A reação negativa das autoridades públicas frente à veracidade dos dados divulgados demonstra que o processo de redemocratização do país ainda encontra enormes desafios
A divulgação do último levantamento do Mapa da Violência dos Municípios Brasileiros (1998-2008), sob orientação do sociólogo Julio Jacobo Waiselfisz, aponta o descalabro do sistema de segurança pública na maioria dos estados e cidades e coloca o Paraná na dianteira do triste e abominável espetáculo de homicídios de jovens e adultos.
Nos últimos dez anos, o Paraná saltou do 14.º para o 9.º lugar no ranking dos estados brasileiros com o maior número de homicídios entre a população adulta. A cidade de Foz do Iguaçu colecionou, em termos proporcionais, o título de cidade brasileira com o maior número de jovens assassinados. A situação de Curitiba não foi diferente. A capital paranaense saiu do 18.º para assumir o 5.º lugar entre as capitais que lideram os índices de homicídios de jovens no país. A evolução dos atos de violência e morte, fornecidos pelo Sistema de Informações de Mortalidade do Ministério da Saúde, chocam e desconcertam a opinião pública, além de expor a crise do modelo de funcionamento da segurança pública no Estado.

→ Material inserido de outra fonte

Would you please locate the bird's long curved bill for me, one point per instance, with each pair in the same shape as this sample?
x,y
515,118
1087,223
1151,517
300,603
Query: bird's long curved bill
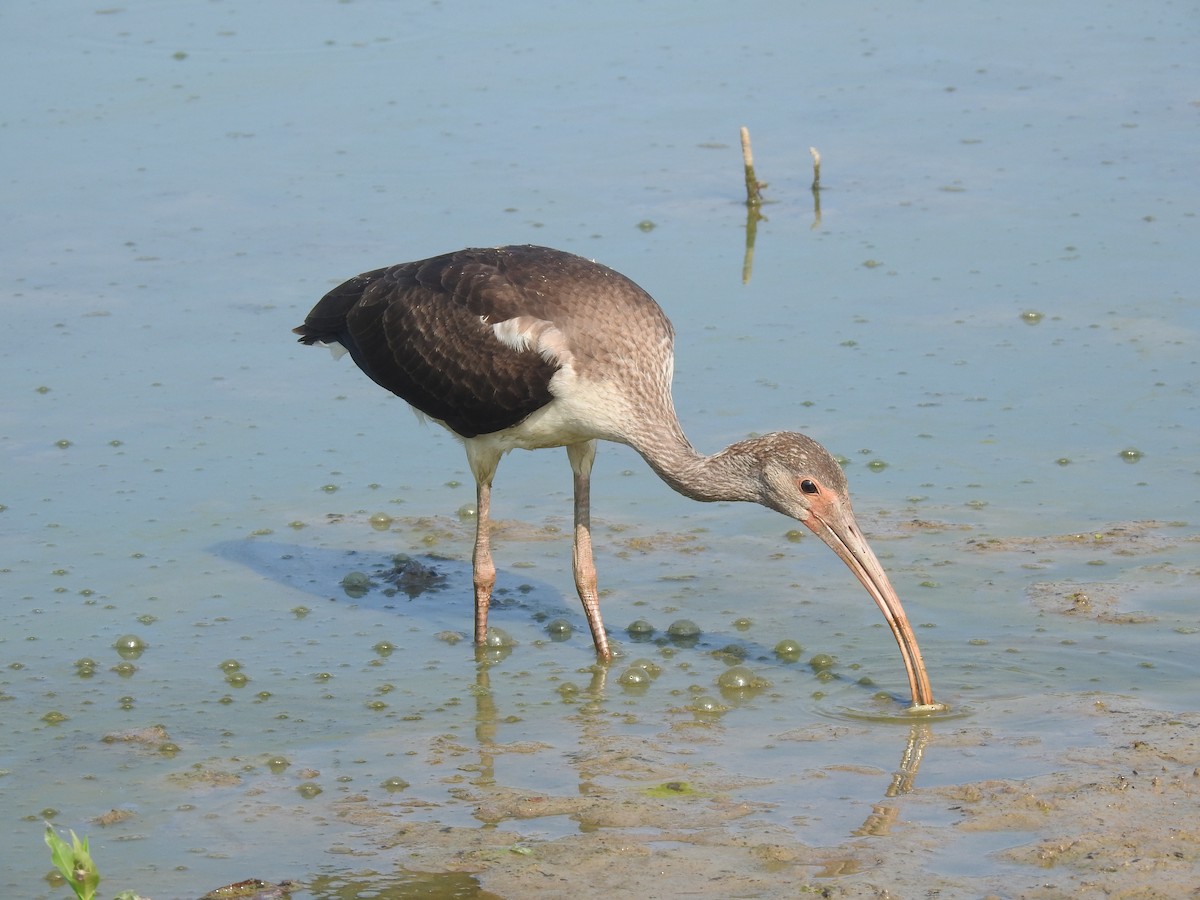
x,y
834,525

A reação negativa das autoridades públicas frente à veracidade dos dados divulgados demonstra que o processo de redemocratização política do país ainda encontra enormes desafios, no sentido de imprimir transparência às ações do Estado e de superar o autoritarismo político das elites políticas e altos burocratas que ocupam funções dirigentes. Por isso, a sociedade precisa, através dos movimentos sociais e entidades representativas, intensificar a luta em defesa da desprivatização dos aparelhos estatais. O controle social mais próximo sobre os órgãos e atividades de repressão criminal é uma maneira de impedir que homens públicos inescrupulosos, burocratas arrogantes e bem remunerados permaneçam em suas salas climatizadas e, do alto de suas poltronas, dirijam-se à população para repetir sempre mais do mesmo. Ou seja, rebater e contestar, com bravatas, a progressão dos números da violência, isto é, de destruição sangrenta de vidas humanas e exposição de bairros inteiros a um processo de etiquetamento sem fim.

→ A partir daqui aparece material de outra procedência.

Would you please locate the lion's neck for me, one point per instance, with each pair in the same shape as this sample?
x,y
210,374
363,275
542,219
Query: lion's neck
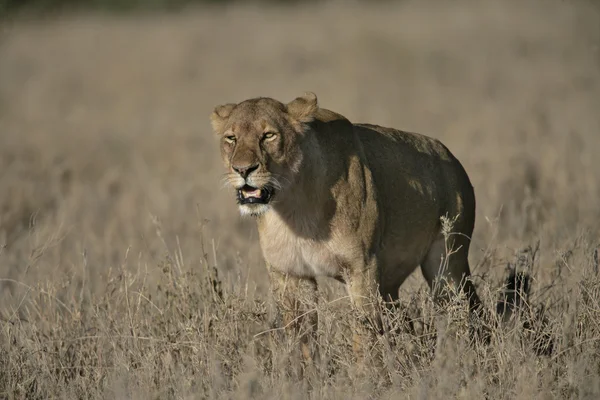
x,y
308,206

Numa sociedade democrática, igualitária e pacífica, a realização de pesquisas acadêmicas em torno da violência serve de alerta às autoridades públicas. Cabe, portanto, aos altos dirigentes de Estado responsáveis pela segurança da população, refletir e adotar medidas políticas capazes de reverter o núcleo das causas sociais que gera instabilidade urbana e reproduz atos insuportáveis de agressão, morte, medo e insegurança. A escalada de agressões e mortes em diversos municípios brasileiros exige maior compromisso, transparência funcional e diálogo da cúpula política, responsável pela segurança pública, com todos os setores da sociedade civil organizada.

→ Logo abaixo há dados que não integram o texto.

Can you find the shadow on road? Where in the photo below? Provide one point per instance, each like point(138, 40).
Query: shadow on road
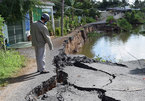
point(22, 78)
point(138, 71)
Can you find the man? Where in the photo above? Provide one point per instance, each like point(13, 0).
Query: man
point(40, 36)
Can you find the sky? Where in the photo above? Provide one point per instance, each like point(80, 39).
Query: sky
point(130, 1)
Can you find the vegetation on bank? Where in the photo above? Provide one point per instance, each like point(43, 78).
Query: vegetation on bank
point(130, 19)
point(10, 62)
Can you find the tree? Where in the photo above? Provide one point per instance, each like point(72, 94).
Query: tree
point(15, 10)
point(137, 3)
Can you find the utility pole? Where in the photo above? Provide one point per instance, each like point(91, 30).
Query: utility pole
point(62, 16)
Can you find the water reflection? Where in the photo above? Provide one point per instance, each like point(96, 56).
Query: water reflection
point(120, 47)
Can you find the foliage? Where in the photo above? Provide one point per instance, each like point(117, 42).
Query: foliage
point(90, 19)
point(1, 34)
point(10, 62)
point(111, 21)
point(135, 17)
point(15, 10)
point(58, 31)
point(109, 3)
point(124, 24)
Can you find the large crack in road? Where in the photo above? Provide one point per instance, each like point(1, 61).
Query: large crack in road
point(66, 87)
point(79, 78)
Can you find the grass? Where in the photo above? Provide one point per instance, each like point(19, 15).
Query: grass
point(10, 62)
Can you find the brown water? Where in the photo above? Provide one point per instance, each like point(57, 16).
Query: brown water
point(117, 48)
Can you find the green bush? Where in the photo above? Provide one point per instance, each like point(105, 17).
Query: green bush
point(135, 17)
point(10, 62)
point(1, 34)
point(90, 19)
point(124, 24)
point(58, 31)
point(110, 19)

A grave posição do nosso estado nas estatísticas que interceptam vidas de jovens e adultos brasileiros aponta a urgente necessidade de os aparelhos de repressão e controle admitirem a gravidade do momento e repensarem maneiras mais eficazes de atuação. Afinal, a utilização de discursos populistas e a arrogância burocrática, como técnica de desqualificar e por em xeque verdades acadêmicas não autorizadas pelo Estado, mostrou-se historicamente mais conveniente a governos despóticos, corruptos e autoritários. Hoje esse tipo de atitude já não serve para calar a crítica e, tampouco, contribui para resolver as necessidades e direitos constitucionais básicos que o povo atribuiu às instituições de repressão e controle do Estado, com o propósito de prevenir a violência, cuidar e proteger a vida.
Cezar Bueno, doutor em Sociologia, é professor da PUCPR.